No rollback! - Defiant Shaw hails tax package as the best despite strong criticisms
Indicating that there will be no rollback of any aspect of the $13.5-billion tax package, Finance Minister Audley Shaw has said he expects no "battle" between the administration and unions representing public-sector workers which have labelled the package "almost criminal".
Last week, he announced increases in taxes on fuel, alcohol, tobacco products and motor vehicle licences, and related fees. There will also be a new tax on group health insurance, as well as the lowering of the threshold for which a tax on electricity used by residential customers is charged.
"Tax measures are not taken on whim. They are carefully considered by the Cabinet of the country. This is the best decision we can take at this time," Shaw told The Gleaner yesterday, after hosting a post-Budget press conference on his parliamentary announcement last Thursday.
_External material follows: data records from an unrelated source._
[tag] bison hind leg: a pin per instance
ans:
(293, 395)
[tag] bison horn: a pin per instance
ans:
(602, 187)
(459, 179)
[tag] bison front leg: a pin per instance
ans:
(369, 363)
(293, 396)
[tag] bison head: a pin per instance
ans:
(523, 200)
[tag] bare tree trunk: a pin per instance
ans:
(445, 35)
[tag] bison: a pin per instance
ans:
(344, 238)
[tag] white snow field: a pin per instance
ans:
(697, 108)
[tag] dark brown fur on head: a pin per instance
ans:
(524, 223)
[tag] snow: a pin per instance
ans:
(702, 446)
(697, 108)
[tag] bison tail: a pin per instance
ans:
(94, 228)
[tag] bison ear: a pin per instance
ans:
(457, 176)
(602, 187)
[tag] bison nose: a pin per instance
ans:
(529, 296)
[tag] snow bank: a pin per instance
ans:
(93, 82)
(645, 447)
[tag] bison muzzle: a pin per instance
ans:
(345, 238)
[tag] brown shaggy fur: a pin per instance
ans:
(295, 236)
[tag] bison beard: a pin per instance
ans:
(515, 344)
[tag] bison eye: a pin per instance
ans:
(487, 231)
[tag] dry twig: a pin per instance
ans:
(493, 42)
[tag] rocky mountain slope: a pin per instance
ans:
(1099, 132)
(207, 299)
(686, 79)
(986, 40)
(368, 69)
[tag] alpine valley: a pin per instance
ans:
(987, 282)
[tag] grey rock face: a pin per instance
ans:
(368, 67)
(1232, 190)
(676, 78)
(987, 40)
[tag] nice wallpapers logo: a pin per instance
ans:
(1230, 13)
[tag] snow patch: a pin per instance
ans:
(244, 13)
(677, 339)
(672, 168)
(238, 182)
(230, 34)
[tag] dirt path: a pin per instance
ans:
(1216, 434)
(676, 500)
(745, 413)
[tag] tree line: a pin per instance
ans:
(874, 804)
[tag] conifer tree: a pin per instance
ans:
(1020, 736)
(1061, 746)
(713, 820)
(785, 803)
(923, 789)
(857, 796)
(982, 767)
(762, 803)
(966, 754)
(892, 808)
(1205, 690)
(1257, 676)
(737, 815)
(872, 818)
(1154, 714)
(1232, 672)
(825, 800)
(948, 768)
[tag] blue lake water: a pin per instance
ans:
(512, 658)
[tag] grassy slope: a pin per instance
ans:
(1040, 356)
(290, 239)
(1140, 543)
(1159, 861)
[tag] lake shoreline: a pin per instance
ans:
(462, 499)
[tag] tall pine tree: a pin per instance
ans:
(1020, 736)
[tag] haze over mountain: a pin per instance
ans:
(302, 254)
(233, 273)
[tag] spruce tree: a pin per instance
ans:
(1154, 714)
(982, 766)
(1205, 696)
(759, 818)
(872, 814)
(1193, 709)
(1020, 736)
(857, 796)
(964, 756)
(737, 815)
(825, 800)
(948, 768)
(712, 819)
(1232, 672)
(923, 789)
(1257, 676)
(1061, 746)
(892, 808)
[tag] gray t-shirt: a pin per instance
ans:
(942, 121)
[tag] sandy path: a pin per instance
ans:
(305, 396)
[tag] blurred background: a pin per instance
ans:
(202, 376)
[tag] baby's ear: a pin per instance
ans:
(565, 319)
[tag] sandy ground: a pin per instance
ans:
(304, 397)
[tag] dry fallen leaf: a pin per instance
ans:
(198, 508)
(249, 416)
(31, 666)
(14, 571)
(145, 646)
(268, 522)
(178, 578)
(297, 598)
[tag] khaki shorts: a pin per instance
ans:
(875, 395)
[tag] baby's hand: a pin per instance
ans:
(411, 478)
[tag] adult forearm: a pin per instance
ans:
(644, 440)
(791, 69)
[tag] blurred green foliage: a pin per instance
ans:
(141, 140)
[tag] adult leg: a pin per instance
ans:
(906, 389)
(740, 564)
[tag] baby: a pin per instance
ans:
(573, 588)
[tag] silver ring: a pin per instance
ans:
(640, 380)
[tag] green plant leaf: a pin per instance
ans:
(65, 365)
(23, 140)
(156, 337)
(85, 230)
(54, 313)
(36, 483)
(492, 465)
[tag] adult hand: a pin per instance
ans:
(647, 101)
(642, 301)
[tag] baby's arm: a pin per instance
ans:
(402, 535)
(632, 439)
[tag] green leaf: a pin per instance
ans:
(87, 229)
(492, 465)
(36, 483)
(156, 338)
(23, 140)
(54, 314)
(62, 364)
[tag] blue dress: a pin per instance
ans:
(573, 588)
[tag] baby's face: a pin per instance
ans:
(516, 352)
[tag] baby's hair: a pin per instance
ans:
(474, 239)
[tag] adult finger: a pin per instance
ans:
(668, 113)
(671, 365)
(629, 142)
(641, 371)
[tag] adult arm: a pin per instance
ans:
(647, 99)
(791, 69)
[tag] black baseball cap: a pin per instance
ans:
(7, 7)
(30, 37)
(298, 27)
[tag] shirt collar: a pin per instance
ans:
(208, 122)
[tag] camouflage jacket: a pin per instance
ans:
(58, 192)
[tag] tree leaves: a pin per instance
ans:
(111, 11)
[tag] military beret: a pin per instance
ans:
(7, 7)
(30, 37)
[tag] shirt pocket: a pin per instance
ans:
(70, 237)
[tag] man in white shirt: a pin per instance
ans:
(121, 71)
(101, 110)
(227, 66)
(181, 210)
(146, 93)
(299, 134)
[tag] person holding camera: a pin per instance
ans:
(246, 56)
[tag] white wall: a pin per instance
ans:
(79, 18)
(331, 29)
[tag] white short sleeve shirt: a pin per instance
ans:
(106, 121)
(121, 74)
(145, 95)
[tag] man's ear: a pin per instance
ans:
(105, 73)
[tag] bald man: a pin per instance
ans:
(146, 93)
"There's no need for battle with the unions. With the personal income tax reforms - it's not battle. Remember our policy - we don't just take, we give and take."
Shaw used the conference to defend the tax measures, which he insisted represented the shift from direct taxes on items such as income and profits, to indirect taxation on goods and services.
Helene Davis-Whyte, president of the Jamaica Confederation of Trade Unions, which represents 11 unions of more than 50,000 public-sector works, has labelled the tax package "almost criminal", saying it will eat into the disposable income of workers.
Noting that she was "not convinced" of the value of indirect taxation, the union leader said her association's executive will be meeting on Thursday to craft a response as well as update the wage claims due for the 2017-2019 period.
In the meantime, Richard Byles, chief executive officer of Sagicor Group Jamaica Limited, one of the largest providers of health insurance in the country, has argued that the 16.5 per cent general consumption tax (GCT) to be imposed on group health insurance on April 3 will see both employers and employees sharing the cost.
However, Shaw did not buy that argument, and had a word for Byles, whom he had criticised while in opposition as being a "mouthpiece" for the previous administration's economic policies.
"The tax on group health insurance," Shaw said, "goes directly to employers, not employees. As an example, the health insurance cost per employee is about $5,000, at the highest level, per month. So, the tax per employee that we have imposed will be between $700 and $800 per employee, per month. It is unlikely that companies will bother their employees by passing this on to them."
He added: "We do not see the GCT on these policies as a burden on existing companies to reduce the level of insurance for their staff. Neither do we see this as a disincentive for companies who want to provide insurance for their staff."
According to the finance minister, everyone has a responsibility in the push for prosperity.
"I am suggesting to Byles that this is also an opportunity for the companies to see themselves playing their own part in helping to encourage further worker productivity," Shaw charged.
However, speaking on RJR's 'Beyond The Headlines' yesterday, Byles said his calculations of the new group health insurance taxes show an increase of between $1,500 and $2,500 per employee, per month.
"Who can afford it?" the businessman asked, also pointing out that medical inflation, which he said was at 20 per cent last year, was not being factored in the discussions.